EpidemicsEbola epidemic in West Africa is “out of control”

Published 25 June 2014

Médecins Sans Frontières (MSF) has warned that the ebola epidemic in west Africa is “out of control” and will not be contained unless politicians, religious leaders, and aid agencies urgently improve their response to the unprecedented outbreak. The deadly disease is continuing to spread through Guinea, Sierra Leone, and Liberia, and the World Health Organization (WHO) says the outbreak has so far claimed 337 lives. WHO says that the confirmed, probable, or suspected cases stands at 528, with the disease identified in more than sixty locations across the three west African countries. The WHO said on Saturday that a failure by the authorities in Guinea to gauge the severity of the initial outbreak, and a subsequent relaxation of counter-measures, had created a “second wave” of the disease.

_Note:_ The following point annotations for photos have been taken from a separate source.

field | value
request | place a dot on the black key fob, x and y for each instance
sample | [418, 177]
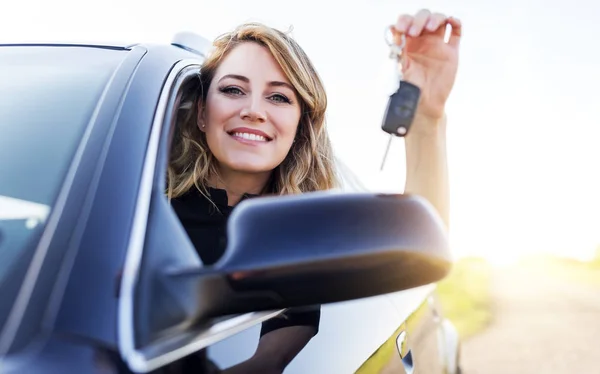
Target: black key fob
[401, 109]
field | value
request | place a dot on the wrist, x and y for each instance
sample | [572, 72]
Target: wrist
[425, 126]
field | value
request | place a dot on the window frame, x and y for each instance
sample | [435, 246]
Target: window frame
[159, 354]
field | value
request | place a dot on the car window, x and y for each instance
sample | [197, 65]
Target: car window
[46, 102]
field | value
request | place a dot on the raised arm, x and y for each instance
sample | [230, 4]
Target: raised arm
[430, 63]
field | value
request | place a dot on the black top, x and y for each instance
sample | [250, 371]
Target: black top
[207, 229]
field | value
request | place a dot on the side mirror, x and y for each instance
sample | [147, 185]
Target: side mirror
[319, 248]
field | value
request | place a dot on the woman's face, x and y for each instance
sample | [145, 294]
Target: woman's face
[251, 113]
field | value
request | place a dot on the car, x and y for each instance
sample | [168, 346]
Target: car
[97, 274]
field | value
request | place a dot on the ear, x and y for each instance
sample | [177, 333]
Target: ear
[200, 120]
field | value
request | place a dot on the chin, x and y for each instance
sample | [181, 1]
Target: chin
[250, 166]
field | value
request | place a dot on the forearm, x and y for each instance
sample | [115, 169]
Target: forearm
[427, 166]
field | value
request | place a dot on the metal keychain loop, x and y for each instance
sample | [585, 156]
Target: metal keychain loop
[395, 49]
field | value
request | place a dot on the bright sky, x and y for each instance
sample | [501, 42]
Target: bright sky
[523, 117]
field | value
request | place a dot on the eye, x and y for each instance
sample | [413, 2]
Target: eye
[279, 98]
[231, 90]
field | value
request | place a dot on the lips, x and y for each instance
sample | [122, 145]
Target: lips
[248, 134]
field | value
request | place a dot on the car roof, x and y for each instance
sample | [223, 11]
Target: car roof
[184, 39]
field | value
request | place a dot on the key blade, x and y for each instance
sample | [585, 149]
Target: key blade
[387, 150]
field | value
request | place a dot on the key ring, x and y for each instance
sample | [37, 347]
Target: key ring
[395, 49]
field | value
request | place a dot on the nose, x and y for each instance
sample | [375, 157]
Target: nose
[254, 112]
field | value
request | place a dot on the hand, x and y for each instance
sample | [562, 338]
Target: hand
[428, 61]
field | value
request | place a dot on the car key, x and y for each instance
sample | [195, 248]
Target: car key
[402, 104]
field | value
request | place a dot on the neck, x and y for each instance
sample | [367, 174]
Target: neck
[237, 184]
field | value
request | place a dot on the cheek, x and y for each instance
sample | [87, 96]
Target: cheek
[217, 111]
[288, 126]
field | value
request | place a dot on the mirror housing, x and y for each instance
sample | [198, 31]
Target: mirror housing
[319, 248]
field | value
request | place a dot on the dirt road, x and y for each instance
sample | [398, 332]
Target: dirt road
[541, 325]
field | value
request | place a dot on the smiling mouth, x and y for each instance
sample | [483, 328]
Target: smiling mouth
[249, 137]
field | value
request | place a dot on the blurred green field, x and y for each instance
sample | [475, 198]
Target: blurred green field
[465, 295]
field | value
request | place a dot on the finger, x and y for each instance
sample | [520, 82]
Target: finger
[419, 22]
[401, 27]
[456, 32]
[435, 23]
[403, 23]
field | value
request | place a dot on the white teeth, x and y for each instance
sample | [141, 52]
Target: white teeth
[254, 137]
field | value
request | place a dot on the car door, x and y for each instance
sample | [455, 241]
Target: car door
[358, 335]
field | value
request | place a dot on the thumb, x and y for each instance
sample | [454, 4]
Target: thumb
[456, 32]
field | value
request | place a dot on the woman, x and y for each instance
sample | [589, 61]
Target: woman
[256, 126]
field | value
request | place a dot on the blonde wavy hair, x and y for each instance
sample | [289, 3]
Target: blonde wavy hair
[309, 165]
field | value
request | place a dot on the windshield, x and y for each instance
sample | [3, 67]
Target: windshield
[47, 97]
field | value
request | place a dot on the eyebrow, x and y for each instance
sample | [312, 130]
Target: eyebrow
[245, 79]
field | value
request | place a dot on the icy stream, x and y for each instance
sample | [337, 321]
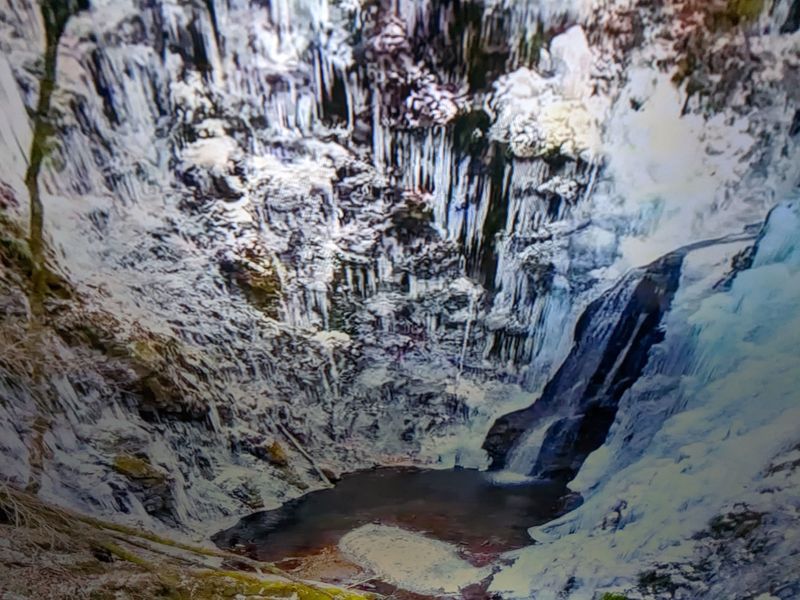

Médecins Sans Frontières (MSF) has warned that the ebola epidemic in west Africa is “out of control” and will not be contained unless politicians, religious leaders, and aid agencies urgently improve their response to the unprecedented outbreak.

The deadly disease is continuing to spread through Guinea, Sierra Leone, and Liberia, and the World Health Organization (WHO) says the outbreak has so far claimed 337 lives. WHO says that the confirmed, probable, or suspected cases stands at 528, with the disease identified in more than sixty locations across the three west African countries. Ebola kills up to 90 percent of those infected, and was first reported in Guinea in March.

“This is the tip of the iceberg,” said Robert Garry, a microbiology professor at the Tulane University School of Medicine who has been leading relief and investigation efforts in Sierra Leone for the Viral Hemorraghic Fever Consortium.

Dr. Mwayabo Kazadi, from the health unit for Catholic Relief Services, agreed that many cases could go uncounted and undiagnosed in the region, where Guinea, Sierra Leone and Liberia come together.

“When you don’t have a proper health system in place, it is pretty difficult,” Kazadi said.

Dr. Bart Janssens, MSF’s director of operations, said the organization had already treated 470 patients and was struggling to cope. “The epidemic is out of control,” he told the Guardian. “We have reached our limits. Despite the human resources and equipment deployed by MSF in the three affected countries, we are no longer able to send teams to the new outbreak sites.”

MSF said that civil society organizations and political and religious authorities in the three countries have so far failed to recognize the scale of the epidemic, and that prominent figures in those countries should do more to alert people about the disease and promote the fight against it.

These three countries have little if any public health, so infected individuals are cared for by their families, thus exposing family members to the infection. Moreover, as most of those infected die, their funerals become another source of infection since these traditional funerals, attended by hundreds of people each, have no infection-control measures in place.

Janssens said ebola now had to be viewed as a public health issue throughout west Africa. “The WHO, the affected countries and their neighboring countries must deploy the resources necessary for an epidemic of this scale,” he said. “In particular, qualified medical staff need to be made available, training in how to treat ebola needs to be organized and, contact tracing and awareness-raising activities among the population need to be stepped up.”

The WHO said on Saturday that a failure by the authorities in Guinea to gauge the severity of the initial outbreak, and a subsequent relaxation of counter-measures, had created a “second wave” of the disease.

When the epidemic started, it was a little underestimated, so that the states took a while to really prepare themselves,” said Pierre Formenty, a WHO specialist.

At the end of April, we started to see a decrease in the number of cases and we maybe saw a relaxation by the teams in the three countries, and this relaxation allowed things to restart. In addition, there were some problems with the affected populations which were sometimes not fully listened to.”

In an interview with AFP, Formenty said that the WHO, MSF, and others had enlisted dozens of experts but doctors alone would not be able to contain the epidemic.

The most important things are monitoring and communication,” he said. “States are getting better but the problems of communication continue. The medical corps on their own cannot stop this epidemic. It is only with the help of the population that we can fight this epidemic and stop it.”

Formenty admitted that more had to be done to explain the dangers of infection to those attending funerals or caring for the sick.

One case can restart an entire epidemic,” he said. “In an area where the quality of health services is not optimal, the populations have struggled to understand why we were asking them to make such an effort and probably we have not been able to explain both the disease and the means of control to the populations.”